09/02/07

Emmanuel Carnevali, RACCONTI DI UN UOMO CHE HA FRETTA

A cura di Gabriel Cacho Millet, Roma, Fazi, 2005

Il racconto, quando è grande, è anche poesia e anche filosofia. Una meravigliosa "incapacità" di separare tecnicamente i generi di discorso rende luminosi i racconti di Emmanuel Carnevali pubblicati ora per la prima volta in italiano. Pienezza, rapidità, audacia, energia nel perseguire il culmine, libertà da schemi letterari e di pensiero. Eppure di questo straordinario scrittore italiano in lingua inglese non c'è quasi traccia nelle nostre storie letterarie. Mai espatrio linguistico è stato più simile a un esilio. Beckett si mise a scrivere in francese ma restò scrittore irlandese. Lo stesso vale per l'ungherese Kristov. L'Italia invece ignora Carnevali. Fu Ezra Pound a parlarcene per la prima volta sul "Corriere della sera" nel 1925. Poi silenzio fino al 1978, quando Adelphi pubblica IL PRIMO DIO, un volume di 434 pagine che raccoglie il romanzo autobiografico omonimo, poesie, racconti e saggi. Poi di nuovo silenzio. Carnevali scappò dall'Italia e dal padre a diciassette anni, nel 1914. Si imbarcò per New York senza un soldo e senza conoscere la lingua.

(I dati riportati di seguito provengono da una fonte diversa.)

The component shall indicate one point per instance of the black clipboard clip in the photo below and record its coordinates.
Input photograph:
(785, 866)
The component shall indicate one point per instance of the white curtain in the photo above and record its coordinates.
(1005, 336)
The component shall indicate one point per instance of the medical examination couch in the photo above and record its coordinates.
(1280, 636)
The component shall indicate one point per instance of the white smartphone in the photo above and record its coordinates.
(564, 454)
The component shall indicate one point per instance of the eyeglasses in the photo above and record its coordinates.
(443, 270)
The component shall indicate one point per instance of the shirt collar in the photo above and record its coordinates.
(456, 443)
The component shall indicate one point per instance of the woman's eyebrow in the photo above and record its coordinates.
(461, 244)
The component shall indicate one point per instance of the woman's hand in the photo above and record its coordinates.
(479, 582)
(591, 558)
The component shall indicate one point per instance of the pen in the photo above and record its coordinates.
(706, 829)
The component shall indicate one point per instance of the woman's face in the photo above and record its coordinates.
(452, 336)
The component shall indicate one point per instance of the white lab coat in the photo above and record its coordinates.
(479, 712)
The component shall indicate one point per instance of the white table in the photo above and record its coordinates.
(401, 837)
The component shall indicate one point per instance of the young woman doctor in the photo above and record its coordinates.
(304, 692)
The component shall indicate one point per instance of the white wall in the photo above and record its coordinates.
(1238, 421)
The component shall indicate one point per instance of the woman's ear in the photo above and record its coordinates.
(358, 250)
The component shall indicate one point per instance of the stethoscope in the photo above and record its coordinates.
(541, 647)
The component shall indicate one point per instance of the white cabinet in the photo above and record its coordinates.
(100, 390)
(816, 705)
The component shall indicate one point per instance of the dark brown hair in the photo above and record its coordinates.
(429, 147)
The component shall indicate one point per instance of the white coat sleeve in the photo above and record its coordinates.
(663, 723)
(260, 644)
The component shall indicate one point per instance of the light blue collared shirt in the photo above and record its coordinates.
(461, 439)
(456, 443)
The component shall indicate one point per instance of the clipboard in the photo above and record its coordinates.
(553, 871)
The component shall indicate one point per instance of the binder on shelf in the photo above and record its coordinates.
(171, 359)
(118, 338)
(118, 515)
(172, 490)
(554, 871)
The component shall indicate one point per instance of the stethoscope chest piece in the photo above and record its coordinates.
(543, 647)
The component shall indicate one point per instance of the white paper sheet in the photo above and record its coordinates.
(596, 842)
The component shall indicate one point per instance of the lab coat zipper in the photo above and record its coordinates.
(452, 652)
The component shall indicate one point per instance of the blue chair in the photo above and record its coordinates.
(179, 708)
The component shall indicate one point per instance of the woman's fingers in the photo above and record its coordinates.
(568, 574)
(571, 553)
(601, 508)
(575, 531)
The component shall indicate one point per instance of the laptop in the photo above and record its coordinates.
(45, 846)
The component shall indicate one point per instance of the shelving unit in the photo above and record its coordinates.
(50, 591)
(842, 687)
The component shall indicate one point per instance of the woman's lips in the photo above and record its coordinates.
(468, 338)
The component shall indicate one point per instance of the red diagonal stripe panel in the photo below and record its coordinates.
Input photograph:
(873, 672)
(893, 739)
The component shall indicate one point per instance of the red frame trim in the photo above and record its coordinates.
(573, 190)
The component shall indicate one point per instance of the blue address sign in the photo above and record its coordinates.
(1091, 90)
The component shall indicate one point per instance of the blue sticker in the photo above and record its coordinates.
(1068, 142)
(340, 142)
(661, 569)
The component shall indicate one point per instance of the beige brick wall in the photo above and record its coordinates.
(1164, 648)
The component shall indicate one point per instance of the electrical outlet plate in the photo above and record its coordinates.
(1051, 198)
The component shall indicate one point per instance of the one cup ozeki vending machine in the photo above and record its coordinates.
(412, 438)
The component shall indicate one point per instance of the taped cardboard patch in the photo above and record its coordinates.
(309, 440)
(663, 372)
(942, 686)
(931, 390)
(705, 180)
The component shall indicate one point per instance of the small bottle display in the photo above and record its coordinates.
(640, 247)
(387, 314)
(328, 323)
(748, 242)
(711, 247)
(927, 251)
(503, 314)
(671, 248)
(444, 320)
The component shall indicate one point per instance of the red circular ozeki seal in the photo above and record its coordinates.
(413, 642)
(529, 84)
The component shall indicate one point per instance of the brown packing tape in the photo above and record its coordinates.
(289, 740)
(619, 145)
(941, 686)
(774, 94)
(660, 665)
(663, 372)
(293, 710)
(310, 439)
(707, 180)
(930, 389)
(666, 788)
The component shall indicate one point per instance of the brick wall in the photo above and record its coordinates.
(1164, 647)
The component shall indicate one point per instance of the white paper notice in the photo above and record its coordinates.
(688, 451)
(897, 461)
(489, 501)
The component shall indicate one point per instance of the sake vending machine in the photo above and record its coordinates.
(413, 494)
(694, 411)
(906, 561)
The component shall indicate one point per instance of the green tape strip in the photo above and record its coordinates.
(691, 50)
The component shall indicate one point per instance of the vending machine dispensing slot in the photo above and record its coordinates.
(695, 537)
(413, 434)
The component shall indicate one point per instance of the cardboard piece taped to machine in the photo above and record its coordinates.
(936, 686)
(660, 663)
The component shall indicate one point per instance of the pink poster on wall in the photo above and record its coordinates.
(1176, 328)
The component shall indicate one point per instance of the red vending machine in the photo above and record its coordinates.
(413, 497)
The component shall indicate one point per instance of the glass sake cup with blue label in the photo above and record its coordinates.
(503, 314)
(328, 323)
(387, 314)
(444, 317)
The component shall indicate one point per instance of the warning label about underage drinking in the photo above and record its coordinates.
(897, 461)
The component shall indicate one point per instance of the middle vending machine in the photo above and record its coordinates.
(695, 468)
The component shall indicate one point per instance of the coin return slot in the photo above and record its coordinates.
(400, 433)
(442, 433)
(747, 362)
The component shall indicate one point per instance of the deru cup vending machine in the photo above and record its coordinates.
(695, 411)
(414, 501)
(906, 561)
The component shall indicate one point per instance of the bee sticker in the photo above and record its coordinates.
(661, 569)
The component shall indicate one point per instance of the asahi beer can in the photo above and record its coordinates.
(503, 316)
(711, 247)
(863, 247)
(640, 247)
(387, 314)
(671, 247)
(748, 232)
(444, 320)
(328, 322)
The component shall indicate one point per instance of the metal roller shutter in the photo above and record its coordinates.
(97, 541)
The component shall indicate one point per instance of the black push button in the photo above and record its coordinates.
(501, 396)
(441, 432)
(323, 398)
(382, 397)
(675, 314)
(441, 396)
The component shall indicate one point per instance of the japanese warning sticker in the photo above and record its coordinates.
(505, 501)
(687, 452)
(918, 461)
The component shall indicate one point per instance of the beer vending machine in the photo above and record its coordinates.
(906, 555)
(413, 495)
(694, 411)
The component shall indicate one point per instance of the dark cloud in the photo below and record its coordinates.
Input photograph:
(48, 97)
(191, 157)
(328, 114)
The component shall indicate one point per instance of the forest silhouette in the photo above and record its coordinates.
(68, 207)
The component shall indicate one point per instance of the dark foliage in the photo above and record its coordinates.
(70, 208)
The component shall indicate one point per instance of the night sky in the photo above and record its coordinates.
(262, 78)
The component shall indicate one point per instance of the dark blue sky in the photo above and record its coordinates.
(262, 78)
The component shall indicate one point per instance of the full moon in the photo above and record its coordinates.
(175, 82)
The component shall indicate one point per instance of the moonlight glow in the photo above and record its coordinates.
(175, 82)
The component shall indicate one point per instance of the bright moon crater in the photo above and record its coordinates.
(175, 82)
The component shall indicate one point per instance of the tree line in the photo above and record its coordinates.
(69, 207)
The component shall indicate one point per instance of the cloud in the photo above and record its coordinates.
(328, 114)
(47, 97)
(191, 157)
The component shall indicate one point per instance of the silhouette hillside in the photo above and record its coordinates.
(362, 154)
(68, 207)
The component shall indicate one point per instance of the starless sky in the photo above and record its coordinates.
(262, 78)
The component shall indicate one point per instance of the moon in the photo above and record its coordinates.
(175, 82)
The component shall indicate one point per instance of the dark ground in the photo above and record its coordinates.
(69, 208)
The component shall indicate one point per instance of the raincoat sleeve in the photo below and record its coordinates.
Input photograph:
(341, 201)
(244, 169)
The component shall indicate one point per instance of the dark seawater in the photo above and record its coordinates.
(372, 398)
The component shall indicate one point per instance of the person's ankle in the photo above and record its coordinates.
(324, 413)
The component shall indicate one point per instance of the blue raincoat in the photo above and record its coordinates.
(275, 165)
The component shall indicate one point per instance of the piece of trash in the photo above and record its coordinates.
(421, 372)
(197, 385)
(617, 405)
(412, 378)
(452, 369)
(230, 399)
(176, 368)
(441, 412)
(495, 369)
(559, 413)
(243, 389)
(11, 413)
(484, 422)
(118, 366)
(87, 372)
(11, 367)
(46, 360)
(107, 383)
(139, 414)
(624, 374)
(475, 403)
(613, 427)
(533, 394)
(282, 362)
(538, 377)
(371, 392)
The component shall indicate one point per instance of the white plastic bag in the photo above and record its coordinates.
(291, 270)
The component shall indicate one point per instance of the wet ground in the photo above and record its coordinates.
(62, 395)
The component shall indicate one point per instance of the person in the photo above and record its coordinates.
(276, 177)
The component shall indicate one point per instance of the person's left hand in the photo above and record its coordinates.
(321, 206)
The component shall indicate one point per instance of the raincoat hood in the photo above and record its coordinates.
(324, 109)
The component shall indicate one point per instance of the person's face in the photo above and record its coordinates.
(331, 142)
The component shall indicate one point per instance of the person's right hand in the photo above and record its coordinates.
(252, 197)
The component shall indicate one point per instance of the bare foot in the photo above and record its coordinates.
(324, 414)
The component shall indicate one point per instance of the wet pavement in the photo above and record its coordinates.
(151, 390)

Fece il lavapiatti e lo spalatore di neve.Tre anni dopo, mandò alla prestigiosa rivista "The Poetry" alcune poesie in inglese con queste parole: "Voglio diventare un poeta americano perché, nella mia mente, ho ripudiato i modelli italiani di buona letteratura". La rivista le pubblica, vince un premio, collabora a altre riviste. Così Carnevali, a appena vent'anni, entra nel centro più vivo della ricerca poetica americana, e la colpisce al cuore, influenzando le sue linee future. William C. Williams gli dedica nel 1920 un numero della rivista "The Others". Ammalatosi di encefalite letargica rientra in Italia nel '22, dove passerà da una clinica all'altra fino alla morte, avvenuta nel '42, all'età di 45 anni. "Di tutte le attività umane l'unica utile è l'arte" – scriveva Carnevali contro i poeti tecnicisti americani e la loro "incapacità di essere parte combattente del mondo che li ha espulsi". Oggi la forza della sua scrittura ci giunge intatta, senza che nessun Verlaine italiano gli abbia appiccicato su l'etichetta limitante del poeta maledetto.